I walked toward the doorway, noticing that Godric was still studying my face. He gave me a small smile when he saw me look at him, which I returned warily. I wasn't sure what was up with him turning into Creepy McCreeperston all the sudden but I wasn't a big fan. When I got into the bedroom, Eric was holding a linen potato sack out to me. I grimaced when I realized that must be some sort of nightgown, but figured it would be a hell of a lot more comfortable to sleep in than the dress I had on.

I took it from him, nodding my thanks, and he retreated to the door. I cleared my throat, realizing I had no idea how to get out of this dress. I figured if anybody in the world knew how to get one of these things off, it would be the blonde Don Juan walking away from me. "Um, Eric?"

"Yes?" He turned his head, one eyebrow raised curiously.

"Could you help me get out of this dress?" I asked, squinting one eye uncertainly. He flashed his bad boy smile at me and turned back into the room immediately.

"I thought you'd never ask," his voice was like velvet but the words were so Typical Eric that I had to snort out a laugh. I turned my back toward him so he could reach the ties.

"If you can just get it untied, I can take it off myself," I told him, wanting to be clear. I heard him make a 'tsk' kinda sound and felt him pulling on the laces.

"As you wish," he sounded martyred and I had to roll my eyes. After a few minutes of tugging and pulling, I felt the heavy outer dress sagging down. He immediately began work on the corset laces. "We'll figure this out, you don't need to fret about it," he said softly behind me. I felt a sudden lump in my throat at his words, and blinked my eyes rapidly a few times.

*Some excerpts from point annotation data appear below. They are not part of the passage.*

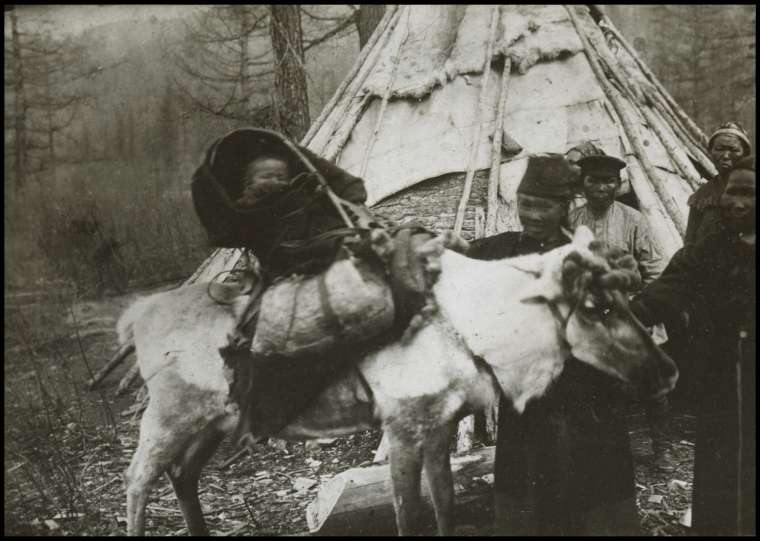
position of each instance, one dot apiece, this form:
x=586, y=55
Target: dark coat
x=704, y=212
x=568, y=453
x=297, y=214
x=717, y=274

"I know," I answered, clearing my throat again. We basically had to figure something out, eventually. I was just worried about how long it would take us. I couldn't imagine being away from Eric for much longer. My Eric, that is. "You're probably losing your mind with worry right now. In the future, I mean."

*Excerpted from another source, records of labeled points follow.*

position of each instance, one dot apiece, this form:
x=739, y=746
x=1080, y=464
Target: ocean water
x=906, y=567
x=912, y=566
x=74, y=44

His hands stopped for the briefest of moments and I'd have loved to see his face right then. He recovered quickly, and a moment later I felt the greatest sense of relief as those laces came loose as well. His hand brushed against my bare neck, sending goosebumps racing down my back.

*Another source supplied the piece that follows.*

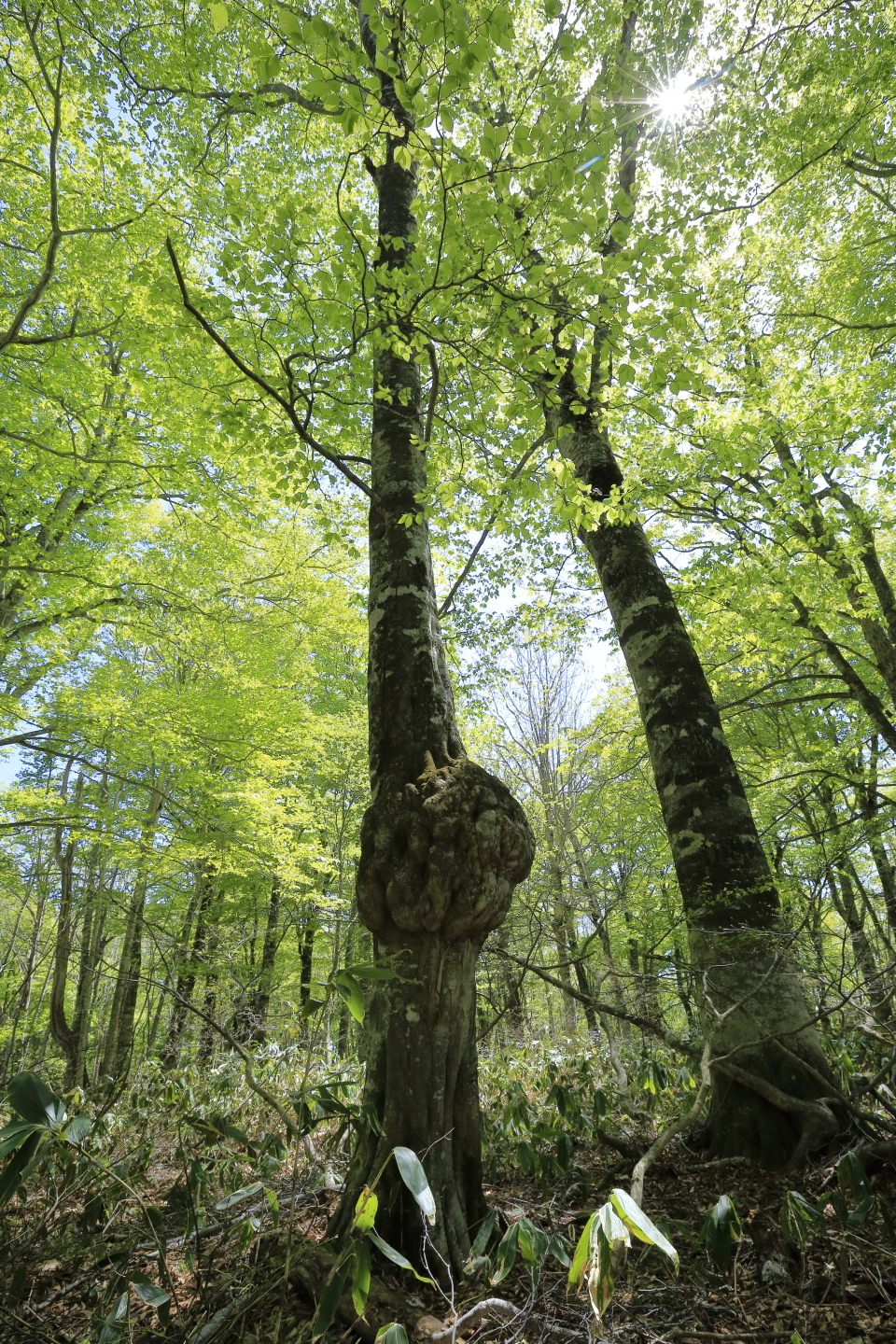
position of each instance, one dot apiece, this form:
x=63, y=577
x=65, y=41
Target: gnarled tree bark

"I'd be a fool not to," he whispered against my ear. I could feel his breath against my skin and had to repress the shudder that threatened to shake my body. My breath hitched for a second, but I recovered quickly. I turned to give him some sass but he was no longer behind me. He had zipped into the other room, and I exhaled a deep breath. He was essentially Eric, but technically I'd met him only hours before. I didn't know how I felt about jumping into bed with him right off the bat. I mean, I knew how I felt about it (tingly, excited, rip roaring' ready to go) but I didn't know how I felt about it. Would it be cheating? Technically? If I slept with him off that bat, would he respect me like he should? I know that sounded stupid, but I also knew a big part of his initial attraction to me was my resistance. Did I really want to sleep with him? Or did I want to sleep with him because I knew how much he would mean to me, 500 years down the road?